[Baypiggies] Chompapps Position - from Issue 31
sfseth at gmail.com
Tue Oct 27 05:06:27 CET 2009
I map "rockstar" culture to mean some number of contributors that are
somehow perceived to be way more competent than some comparison. Culturally
this just strikes me as a bad starting point for a company to be thinking of
itself as. Great coding skills? Awesome. If no one can use resulting code
but the one who wrote it, because the person who wrote it over-estimated how
"good" it was, and can't be bothered to explain it? Clearly bad. I'm
being caustic about it I recognize, but this is a real problem for
contemporary software companies that advertise their jobs with this kind of
swagger, that is my experience.
I'm excited about a place when, regardless of coding skill level, their
coordination skills are well understood. I believe it drives effectiveness
of teams that are dependent on the coders, one of which, obviously, is
users. Everyone writes code with bugs - the standard questions are: (a)

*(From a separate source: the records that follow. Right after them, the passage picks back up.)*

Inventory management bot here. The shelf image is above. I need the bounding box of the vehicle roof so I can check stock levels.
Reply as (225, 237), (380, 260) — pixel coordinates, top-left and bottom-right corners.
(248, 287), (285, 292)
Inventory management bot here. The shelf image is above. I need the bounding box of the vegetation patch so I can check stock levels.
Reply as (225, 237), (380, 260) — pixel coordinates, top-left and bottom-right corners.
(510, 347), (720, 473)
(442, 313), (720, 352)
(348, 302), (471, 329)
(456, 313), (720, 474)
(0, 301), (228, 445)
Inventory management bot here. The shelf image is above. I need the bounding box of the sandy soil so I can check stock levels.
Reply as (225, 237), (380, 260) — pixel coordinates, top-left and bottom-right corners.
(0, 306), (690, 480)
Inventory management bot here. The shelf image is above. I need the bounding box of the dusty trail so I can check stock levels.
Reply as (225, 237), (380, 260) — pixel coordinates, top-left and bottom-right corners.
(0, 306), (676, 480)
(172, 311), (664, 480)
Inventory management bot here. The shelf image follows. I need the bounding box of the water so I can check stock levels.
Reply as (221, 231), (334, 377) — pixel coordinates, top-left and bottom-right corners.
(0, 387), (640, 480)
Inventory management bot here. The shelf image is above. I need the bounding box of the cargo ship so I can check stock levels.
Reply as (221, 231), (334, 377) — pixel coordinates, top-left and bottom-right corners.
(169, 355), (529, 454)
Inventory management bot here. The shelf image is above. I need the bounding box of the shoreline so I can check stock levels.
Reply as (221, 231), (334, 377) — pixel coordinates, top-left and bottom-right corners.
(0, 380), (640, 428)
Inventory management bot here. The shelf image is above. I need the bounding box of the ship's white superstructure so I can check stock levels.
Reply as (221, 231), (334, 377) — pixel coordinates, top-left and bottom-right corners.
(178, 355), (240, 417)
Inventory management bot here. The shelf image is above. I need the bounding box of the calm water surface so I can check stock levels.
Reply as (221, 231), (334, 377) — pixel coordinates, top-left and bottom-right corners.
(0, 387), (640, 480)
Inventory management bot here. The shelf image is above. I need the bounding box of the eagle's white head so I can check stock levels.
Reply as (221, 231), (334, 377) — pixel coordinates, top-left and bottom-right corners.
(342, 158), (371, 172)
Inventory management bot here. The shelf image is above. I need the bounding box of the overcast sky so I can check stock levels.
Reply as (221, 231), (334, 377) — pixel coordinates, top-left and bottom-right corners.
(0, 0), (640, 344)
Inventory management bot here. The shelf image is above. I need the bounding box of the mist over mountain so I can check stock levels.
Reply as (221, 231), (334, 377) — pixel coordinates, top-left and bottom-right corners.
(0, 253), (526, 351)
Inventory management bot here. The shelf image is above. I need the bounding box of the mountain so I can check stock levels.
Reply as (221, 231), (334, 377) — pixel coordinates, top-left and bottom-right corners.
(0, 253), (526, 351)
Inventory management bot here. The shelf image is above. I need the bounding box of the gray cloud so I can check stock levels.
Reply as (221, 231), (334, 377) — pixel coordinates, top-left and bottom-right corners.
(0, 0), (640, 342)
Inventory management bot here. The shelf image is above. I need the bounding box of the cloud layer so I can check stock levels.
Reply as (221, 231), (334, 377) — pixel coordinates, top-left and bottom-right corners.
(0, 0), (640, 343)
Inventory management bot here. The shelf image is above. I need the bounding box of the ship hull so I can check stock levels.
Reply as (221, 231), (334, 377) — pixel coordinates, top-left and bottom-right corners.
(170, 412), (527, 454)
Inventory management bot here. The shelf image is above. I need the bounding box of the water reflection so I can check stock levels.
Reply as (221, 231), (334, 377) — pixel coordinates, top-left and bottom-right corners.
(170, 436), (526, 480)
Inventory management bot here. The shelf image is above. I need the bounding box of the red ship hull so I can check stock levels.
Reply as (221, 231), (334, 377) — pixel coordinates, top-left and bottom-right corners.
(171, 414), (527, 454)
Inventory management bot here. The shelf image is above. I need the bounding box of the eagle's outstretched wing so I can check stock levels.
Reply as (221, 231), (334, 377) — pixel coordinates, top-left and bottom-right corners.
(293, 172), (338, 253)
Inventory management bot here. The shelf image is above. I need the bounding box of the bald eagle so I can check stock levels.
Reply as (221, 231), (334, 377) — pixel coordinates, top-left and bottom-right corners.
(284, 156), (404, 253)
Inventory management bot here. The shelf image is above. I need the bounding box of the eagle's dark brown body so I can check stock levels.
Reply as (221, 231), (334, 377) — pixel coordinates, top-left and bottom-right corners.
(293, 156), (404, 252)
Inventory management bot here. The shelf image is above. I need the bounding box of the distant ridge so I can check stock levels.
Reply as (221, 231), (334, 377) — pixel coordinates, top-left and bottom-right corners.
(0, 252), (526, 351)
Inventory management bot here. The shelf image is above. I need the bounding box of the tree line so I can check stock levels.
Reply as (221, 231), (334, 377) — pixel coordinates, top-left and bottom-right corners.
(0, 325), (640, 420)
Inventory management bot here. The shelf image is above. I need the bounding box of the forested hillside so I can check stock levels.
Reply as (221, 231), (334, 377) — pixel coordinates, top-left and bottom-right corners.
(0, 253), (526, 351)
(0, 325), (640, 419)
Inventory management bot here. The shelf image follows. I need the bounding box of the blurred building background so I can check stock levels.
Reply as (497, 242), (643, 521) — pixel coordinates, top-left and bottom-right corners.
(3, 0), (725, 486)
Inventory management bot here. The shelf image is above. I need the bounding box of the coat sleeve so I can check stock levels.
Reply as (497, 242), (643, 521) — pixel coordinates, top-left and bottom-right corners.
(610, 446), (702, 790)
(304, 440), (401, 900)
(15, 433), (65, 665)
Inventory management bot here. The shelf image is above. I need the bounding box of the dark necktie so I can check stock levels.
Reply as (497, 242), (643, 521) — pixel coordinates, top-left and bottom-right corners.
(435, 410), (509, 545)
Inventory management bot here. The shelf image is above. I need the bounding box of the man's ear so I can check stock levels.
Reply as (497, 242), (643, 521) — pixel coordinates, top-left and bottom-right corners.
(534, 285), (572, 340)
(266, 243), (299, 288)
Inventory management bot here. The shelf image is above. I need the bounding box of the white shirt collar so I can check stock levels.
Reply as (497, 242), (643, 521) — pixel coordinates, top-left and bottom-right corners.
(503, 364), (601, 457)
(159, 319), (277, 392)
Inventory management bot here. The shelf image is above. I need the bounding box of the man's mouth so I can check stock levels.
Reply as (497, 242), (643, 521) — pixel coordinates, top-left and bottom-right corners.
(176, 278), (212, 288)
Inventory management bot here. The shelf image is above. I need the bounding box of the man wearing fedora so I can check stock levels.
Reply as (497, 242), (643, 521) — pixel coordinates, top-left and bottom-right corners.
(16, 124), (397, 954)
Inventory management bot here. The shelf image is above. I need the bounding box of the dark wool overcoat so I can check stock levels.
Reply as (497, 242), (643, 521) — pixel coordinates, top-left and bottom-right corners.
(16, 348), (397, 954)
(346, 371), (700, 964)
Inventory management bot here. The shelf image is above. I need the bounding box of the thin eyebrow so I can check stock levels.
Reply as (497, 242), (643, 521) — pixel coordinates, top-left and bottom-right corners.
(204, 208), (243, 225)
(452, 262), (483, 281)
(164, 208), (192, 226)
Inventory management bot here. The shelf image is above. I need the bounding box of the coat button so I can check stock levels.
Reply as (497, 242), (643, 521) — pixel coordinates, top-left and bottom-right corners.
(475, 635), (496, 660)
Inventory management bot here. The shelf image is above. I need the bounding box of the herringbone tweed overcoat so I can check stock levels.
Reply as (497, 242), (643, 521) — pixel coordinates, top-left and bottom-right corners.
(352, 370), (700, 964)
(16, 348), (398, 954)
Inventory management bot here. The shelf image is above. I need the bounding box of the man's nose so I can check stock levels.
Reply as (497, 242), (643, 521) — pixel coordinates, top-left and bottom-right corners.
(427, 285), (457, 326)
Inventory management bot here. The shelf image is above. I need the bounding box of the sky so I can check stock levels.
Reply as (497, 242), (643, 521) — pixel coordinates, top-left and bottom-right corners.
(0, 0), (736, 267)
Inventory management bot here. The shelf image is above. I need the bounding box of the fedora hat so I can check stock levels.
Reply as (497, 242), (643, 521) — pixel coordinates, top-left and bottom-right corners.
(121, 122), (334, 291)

are they understood (ie well enough to judge importance), (b) can they be
resolved quickly, (c) can they be resolved quickly by person other than the
person that wrote the original code. Code exists in the context of
business and communication between *all* the teams required to make that
happen effectively is paramount. "rockstar", for me, translates to
"hobbyist" not business oriented software engineer.
On Mon, Oct 26, 2009 at 8:28 PM, Alex Martelli <aleax at google.com> wrote:
> On Mon, Oct 26, 2009 at 8:16 PM, RYAN DELUCCHI <bender at onsrc.com> wrote:
> > And while we are on the collective soap-box, I am just put another one
> > there: Anyone who says they are looking for a "rockstar" programmer can
> > just forget about ever hearing from me. I realize that this may seem to
> > kinda cute, from the surface. But, I'm frankly insulted by the notion
> > to in order to be highly skilled software engineer: one has to be "cool"
> > enough (hence, said engineer would be deemed a "rockstar").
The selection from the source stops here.